The Synthesis Of Metal-TiO₂ Complex Photoelectrode Based On Surface Plasmon And The Study On Their Photocatalytic Activity

Titanium dioxide（TiO₂） is one of the widely investigated materials for photocatalysis because of its unique physical and chemical properties. The major obstacles to their enhancement of photocatalytic effective lie in poor photo-generated charge separation and inefficient use of sunlight. To date, a variety of studies have been utilized to improve TiO₂ photoelectrochemical performance, such as doping with nonmetal elements（N, F, S, I, etc.）, coupling with other semiconductors, modification by metal nanoparticles and modification of morphologies.

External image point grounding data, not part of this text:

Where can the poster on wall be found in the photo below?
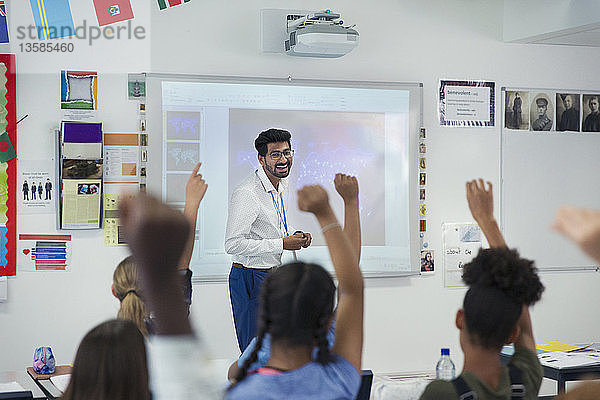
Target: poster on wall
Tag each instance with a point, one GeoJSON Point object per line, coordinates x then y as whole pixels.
{"type": "Point", "coordinates": [36, 187]}
{"type": "Point", "coordinates": [44, 252]}
{"type": "Point", "coordinates": [8, 169]}
{"type": "Point", "coordinates": [467, 103]}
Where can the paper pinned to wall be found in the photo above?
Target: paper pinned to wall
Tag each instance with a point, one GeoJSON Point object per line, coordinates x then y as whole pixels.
{"type": "Point", "coordinates": [113, 192]}
{"type": "Point", "coordinates": [462, 242]}
{"type": "Point", "coordinates": [121, 156]}
{"type": "Point", "coordinates": [44, 252]}
{"type": "Point", "coordinates": [37, 187]}
{"type": "Point", "coordinates": [81, 203]}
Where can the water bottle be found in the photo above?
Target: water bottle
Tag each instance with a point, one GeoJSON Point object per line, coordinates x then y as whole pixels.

In summary, This thesis is divided into the following two aspects: 1 Preparation of metal-dielectric-metal nanostructure and study of their photocatalytic properties.Based on the standard sputtering and thermal annealing techniques, we prepared a stable plasmonic photocatalyst with a metal-dielectric-metal（MDM） structure consisting of metal nanoparticles, wide bandgap semiconductor film TiO₂ and metal film. We demonstrate that the MDM nanostructure can take advantage of strong light absorption in the whole visible light range（from 400 nm to 750nm） to harvest hot electrons arising from gap-plasmon decay and consequently increase the photocurrent generation.In particular, a 5-fold enhancement in the incident photon-to-current conversion efficiency and a 3-fold enhancement in hydrogen production as compared to a conventional plasmonic photocatalyst（such as metal nanoparticles loaded TiO₂ film） are observed for the proposed MDM architecture. 2 Preparation of the Au nanoparticles modified TiO₂ nanotubes and study of their photocalytic properties.Au nanoparticles-decorated TiO₂ nanotube arrays were prepared by a facile method, which is thermal annealing thin gold film deposited on anodic oxidized TiO₂ nanotube arrays. These electron microscope images present that Au nanoparticles were well dispersed within the wall and on the surface of the TiO₂ nanotubes. Meanwhile, the morphologies of Au nanoparticles can be controlled by changing the thickness of the deposited gold film. Associated with the excitation of LSPRs, the prepared Au nanoparticle-decorated TiO₂ nanotube arrays could work as visible light responsive photocatalysts to produce a greatly enhanced photocurrent density. By varying the initial gold film thickness, Au nanoparticle-decorated TiO₂ nanotube arrays could be optimized to obtain the highest photocurrent generation efficiency in the visible light region.